= Abdullah Hel Baki (police officer) =

Abdullah Hel Baki is a retired Bangladesh Police officer and former deputy commissioner of the Chittagong Metropolitan Police. He later served in the Criminal Investigation Department.

== Career ==
Baki joined the 15th batch of the Bangladesh Civil Service police cadre.

Baki served in the Bangladesh Police and held the position of deputy commissioner of the Chittagong Metropolitan Police in the early 2000s, serving under S. M. Sabbir Ali. He was involved in the response to the 2004 arms and ammunition haul in Chittagong, one of the largest arms seizures in Bangladesh's history. According to court testimony in subsequent proceedings, Baki was present at the Chittagong Urea Fertiliser Limited jetty during the incident and communicated with senior officials regarding the seizure of arms and the detention of suspects.

In March 2009, Baki was serving as a special superintendent of police in the Criminal Investigation Department and was overseeing the investigation into the 2009 Bangladesh Rifles Mutiny case before being replaced by Misarul Arif at the CID chief Javed Patwari's directive.

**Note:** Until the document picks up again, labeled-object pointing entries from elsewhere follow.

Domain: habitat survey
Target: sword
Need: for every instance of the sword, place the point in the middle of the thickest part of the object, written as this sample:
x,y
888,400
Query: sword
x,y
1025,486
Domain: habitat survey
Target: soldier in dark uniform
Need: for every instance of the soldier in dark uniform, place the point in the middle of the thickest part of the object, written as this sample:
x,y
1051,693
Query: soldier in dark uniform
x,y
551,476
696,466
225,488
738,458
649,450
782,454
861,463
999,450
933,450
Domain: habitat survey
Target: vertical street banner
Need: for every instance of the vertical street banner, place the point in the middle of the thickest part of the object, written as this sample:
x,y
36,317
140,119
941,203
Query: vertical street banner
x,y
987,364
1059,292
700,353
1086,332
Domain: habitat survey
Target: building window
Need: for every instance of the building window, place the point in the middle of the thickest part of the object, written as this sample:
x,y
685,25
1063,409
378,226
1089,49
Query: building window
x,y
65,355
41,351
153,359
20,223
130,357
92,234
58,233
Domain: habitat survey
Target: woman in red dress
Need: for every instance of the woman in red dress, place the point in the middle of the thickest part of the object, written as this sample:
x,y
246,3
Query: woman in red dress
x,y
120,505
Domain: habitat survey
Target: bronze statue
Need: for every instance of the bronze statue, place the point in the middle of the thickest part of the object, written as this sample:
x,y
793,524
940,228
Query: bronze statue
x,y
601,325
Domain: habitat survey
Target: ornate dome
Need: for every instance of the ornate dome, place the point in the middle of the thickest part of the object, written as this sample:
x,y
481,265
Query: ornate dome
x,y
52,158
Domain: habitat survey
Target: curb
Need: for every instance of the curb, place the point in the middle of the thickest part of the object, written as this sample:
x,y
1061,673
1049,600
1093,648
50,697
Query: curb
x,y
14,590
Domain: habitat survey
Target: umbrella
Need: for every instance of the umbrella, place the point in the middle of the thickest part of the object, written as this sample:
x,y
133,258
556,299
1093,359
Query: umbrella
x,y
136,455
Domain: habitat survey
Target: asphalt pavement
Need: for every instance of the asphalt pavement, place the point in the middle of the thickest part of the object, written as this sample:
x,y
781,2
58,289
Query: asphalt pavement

In May 2012, Baki was mentioned in court testimony by former Chittagong Metropolitan Police Commissioner S. M. Sabbir Ali in connection with the 2004 arms and ammunition haul in Chittagong. Ali stated that he and Baki attended a meeting with then State Minister for Home Affairs, Lutfozzaman Babar, Inspector General of Police Shahudul Haque, Directorate General of Forces Intelligence chief Sadique Hasan Rumi, and Rapid Action Battalion chief Anwarul Iqbal, where they reported the alleged involvement of National Security Intelligence officials. According to the testimony, Babar instructed them not to disclose the matter publicly and informed them that an investigation committee had been formed. The case also involved accused individuals, including United Liberation Front of Asom leader Paresh Barua and former additional secretary Nurul Amin. Testimony also indicated that, following instructions from the State Minister for Home Affairs, Lutfozzaman Babar, and Commissioner S. M. Sabbir Ali, five detained individuals linked to the United Liberation Front of Asom were released.

In August 2013, while serving as deputy commissioner of the Chittagong Metropolitan Police, Baki led a raid on dormitories of Chittagong Government College, where police detained 60 members of the Bangladesh Islami Chhatra Shibir and recovered materials described as "jihadi" books. He served as the head of the Trafficking Department of the Criminal Investigation Department. He was involved in the investigation of the Bangladesh Bank robbery case and murder of Ananta Bijoy Das.

In October 2022, Baki, then serving as a police superintendent in the Criminal Investigation Department, was forced into retirement by the government, citing public interest, along with fellow officers Muhammad Shahidullah Chowdhury, Sheikh Omar Faruque, and Delwar Hossain Mia. Soon after, Md Mahbub Hakim of the Tourist Police and Md Alamgir Alam of the Criminal Investigation Department were also sent into forced retirement.